- Build tools that easily scrape and assemble data that can also be replicated.
- Identify key sources of data for MIX that will help them enhance microfinance across Africa.
- With the right squad of data scientists, a cumbersome process could be made pretty darn easy, relatively speaking.
Microfinance Information Exchange, aka MIX, is an organization that helps make microfinance possible by hunting down and disseminating reliable, trustworthy financial information to the key players in that world. In other words, data is its mission.
Microfinance institutions, funders, networks, and service providers depend on a source of transparent data on which they can make decisions. MIX is that source, but for some time they scraped data in a way that was less than efficient. And they knew it.
So MIX wondered: Which websites had the best data for the performance information they needed to provide? And how could MIX scrape those sites in a fast, effective manner that would make their information more exhaustive and responsive?
MIX’s Scott Gaul came to the DataDive in NYC in October 2011 because MIX didn’t have the resources to nail down a better way to scrape data from the wide range of sources of African microfinance data.
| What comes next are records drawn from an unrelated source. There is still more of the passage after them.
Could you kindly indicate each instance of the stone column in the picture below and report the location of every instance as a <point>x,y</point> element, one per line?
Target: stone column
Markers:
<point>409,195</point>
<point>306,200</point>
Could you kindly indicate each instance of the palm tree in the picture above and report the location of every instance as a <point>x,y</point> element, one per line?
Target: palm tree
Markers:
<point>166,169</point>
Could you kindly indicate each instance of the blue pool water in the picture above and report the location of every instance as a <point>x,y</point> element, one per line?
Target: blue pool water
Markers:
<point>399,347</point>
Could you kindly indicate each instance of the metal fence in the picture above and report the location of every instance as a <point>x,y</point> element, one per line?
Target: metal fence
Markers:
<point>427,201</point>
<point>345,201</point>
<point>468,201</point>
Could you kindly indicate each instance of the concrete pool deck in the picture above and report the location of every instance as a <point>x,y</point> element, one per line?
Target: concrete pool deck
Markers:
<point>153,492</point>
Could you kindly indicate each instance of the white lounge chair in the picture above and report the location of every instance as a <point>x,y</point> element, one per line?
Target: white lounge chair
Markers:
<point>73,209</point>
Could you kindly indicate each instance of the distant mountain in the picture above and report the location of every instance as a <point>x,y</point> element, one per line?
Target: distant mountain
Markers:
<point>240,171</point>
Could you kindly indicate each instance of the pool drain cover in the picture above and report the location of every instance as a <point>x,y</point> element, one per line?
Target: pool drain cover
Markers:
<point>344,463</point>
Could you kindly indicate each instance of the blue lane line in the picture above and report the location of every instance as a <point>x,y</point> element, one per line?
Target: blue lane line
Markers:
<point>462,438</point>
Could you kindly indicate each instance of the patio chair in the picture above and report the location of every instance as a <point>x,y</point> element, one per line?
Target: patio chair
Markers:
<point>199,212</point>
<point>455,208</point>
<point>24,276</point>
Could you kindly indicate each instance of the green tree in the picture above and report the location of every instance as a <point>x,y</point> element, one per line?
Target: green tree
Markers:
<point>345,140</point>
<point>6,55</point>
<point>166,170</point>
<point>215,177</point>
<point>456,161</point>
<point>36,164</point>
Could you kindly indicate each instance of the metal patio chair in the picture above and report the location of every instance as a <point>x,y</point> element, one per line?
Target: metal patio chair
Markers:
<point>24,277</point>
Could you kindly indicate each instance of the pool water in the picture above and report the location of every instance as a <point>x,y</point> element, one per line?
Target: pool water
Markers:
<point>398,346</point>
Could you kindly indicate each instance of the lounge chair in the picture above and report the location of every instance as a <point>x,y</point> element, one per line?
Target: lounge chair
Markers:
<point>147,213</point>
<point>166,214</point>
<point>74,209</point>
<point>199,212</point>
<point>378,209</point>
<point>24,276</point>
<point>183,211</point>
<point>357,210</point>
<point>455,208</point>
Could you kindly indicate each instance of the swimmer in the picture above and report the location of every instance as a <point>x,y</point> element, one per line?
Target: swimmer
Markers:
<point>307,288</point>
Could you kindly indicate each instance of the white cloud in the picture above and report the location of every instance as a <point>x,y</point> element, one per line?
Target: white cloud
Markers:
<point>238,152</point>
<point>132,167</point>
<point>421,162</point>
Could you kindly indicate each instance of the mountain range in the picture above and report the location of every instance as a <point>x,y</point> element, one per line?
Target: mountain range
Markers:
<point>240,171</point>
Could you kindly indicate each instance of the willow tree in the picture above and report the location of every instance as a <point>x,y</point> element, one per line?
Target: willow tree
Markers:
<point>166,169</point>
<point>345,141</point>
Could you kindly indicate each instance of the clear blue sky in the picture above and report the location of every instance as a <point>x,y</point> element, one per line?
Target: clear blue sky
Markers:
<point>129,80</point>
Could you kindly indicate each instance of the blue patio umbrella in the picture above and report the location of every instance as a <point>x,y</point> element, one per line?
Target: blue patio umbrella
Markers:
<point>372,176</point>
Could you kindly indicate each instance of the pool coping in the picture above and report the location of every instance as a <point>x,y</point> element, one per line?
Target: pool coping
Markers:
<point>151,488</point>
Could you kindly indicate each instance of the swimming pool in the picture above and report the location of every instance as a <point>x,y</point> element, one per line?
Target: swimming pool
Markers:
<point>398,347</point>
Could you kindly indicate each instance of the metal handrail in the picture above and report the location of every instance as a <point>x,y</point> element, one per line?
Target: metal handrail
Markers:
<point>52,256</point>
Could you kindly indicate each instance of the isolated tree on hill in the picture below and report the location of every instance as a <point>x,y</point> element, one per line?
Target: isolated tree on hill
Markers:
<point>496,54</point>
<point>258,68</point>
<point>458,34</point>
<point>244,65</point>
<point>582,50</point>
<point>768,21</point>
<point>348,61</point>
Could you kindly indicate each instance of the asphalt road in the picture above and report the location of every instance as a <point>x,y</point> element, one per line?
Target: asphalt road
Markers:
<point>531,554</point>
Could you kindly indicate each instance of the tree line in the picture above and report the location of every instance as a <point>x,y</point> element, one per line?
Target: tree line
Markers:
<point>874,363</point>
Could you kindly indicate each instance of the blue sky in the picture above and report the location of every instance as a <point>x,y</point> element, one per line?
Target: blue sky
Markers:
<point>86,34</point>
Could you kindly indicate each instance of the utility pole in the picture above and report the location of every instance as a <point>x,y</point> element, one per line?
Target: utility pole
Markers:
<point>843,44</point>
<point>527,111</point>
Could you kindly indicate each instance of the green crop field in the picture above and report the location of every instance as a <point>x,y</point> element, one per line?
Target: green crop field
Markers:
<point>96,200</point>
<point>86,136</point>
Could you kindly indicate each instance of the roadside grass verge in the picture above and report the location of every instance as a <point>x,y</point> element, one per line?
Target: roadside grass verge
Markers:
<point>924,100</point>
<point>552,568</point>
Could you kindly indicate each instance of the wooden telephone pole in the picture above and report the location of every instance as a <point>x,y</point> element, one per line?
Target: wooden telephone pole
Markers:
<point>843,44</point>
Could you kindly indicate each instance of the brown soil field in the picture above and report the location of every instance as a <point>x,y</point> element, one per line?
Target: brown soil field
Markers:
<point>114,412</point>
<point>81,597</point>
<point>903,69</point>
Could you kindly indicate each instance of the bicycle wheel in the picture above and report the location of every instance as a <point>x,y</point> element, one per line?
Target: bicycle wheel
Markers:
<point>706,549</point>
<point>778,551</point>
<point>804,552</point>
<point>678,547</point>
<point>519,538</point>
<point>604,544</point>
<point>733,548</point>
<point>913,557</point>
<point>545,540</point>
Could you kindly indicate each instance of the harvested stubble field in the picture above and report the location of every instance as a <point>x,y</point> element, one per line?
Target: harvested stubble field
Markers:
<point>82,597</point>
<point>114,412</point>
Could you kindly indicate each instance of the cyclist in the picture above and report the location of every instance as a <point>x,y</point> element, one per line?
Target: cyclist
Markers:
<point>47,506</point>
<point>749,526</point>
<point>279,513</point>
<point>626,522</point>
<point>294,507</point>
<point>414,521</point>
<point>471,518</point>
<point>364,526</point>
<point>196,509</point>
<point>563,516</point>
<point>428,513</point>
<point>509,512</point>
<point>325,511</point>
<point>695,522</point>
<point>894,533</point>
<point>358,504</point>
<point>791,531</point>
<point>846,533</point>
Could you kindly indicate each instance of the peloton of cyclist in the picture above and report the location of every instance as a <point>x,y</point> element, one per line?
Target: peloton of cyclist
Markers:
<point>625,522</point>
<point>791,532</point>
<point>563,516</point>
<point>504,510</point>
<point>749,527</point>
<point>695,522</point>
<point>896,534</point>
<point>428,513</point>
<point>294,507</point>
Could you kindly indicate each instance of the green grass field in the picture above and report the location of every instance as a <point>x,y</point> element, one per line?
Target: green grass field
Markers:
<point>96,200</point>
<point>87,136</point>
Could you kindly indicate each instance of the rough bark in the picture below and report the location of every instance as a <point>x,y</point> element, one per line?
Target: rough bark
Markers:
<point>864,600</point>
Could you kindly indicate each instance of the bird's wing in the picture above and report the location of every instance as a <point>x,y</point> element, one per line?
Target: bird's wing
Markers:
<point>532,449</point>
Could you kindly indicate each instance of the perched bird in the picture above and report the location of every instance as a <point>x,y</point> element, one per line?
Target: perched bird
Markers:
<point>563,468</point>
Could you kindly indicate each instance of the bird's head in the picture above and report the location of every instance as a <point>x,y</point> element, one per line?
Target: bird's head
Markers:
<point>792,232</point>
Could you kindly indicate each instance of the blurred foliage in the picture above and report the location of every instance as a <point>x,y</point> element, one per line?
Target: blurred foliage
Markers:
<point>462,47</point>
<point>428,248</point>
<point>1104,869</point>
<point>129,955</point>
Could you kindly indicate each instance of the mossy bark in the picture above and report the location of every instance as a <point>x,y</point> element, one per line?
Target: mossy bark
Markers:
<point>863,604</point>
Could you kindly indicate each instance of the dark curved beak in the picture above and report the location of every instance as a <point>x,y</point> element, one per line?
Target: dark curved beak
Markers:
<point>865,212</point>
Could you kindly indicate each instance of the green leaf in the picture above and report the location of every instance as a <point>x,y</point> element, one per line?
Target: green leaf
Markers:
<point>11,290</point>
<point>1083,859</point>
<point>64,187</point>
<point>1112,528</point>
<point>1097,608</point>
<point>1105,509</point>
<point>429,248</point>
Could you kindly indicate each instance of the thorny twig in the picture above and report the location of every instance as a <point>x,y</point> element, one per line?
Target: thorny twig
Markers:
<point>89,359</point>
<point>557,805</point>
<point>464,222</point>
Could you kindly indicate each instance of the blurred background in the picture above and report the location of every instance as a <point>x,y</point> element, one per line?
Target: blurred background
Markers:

In a 24-hour blitz, a team of data rock stars, led by Max Shron, automated the grabbing of data from a slew of African websites found across the continent, from Kenya to Rwanda to Mozambique. The team built a scraper for each tool, automated collection using the WikiScraper tool, and, of course, did all this with open-source code so others could benefit, too.
Scott Gaul was mightily impressed: "Our Africa team spent the past nine months finding and scrubbing these datasets to get them into a standardized format. In less than a day, a small team of developers at the Datadive was able to knock off a big portion of the same work, as well as some that we couldn’t tackle at all by hand."
MIX’s knowledge base has improved drastically. They’re now in a position to move forward on their Africa project at a speed that simply wasn’t possible before.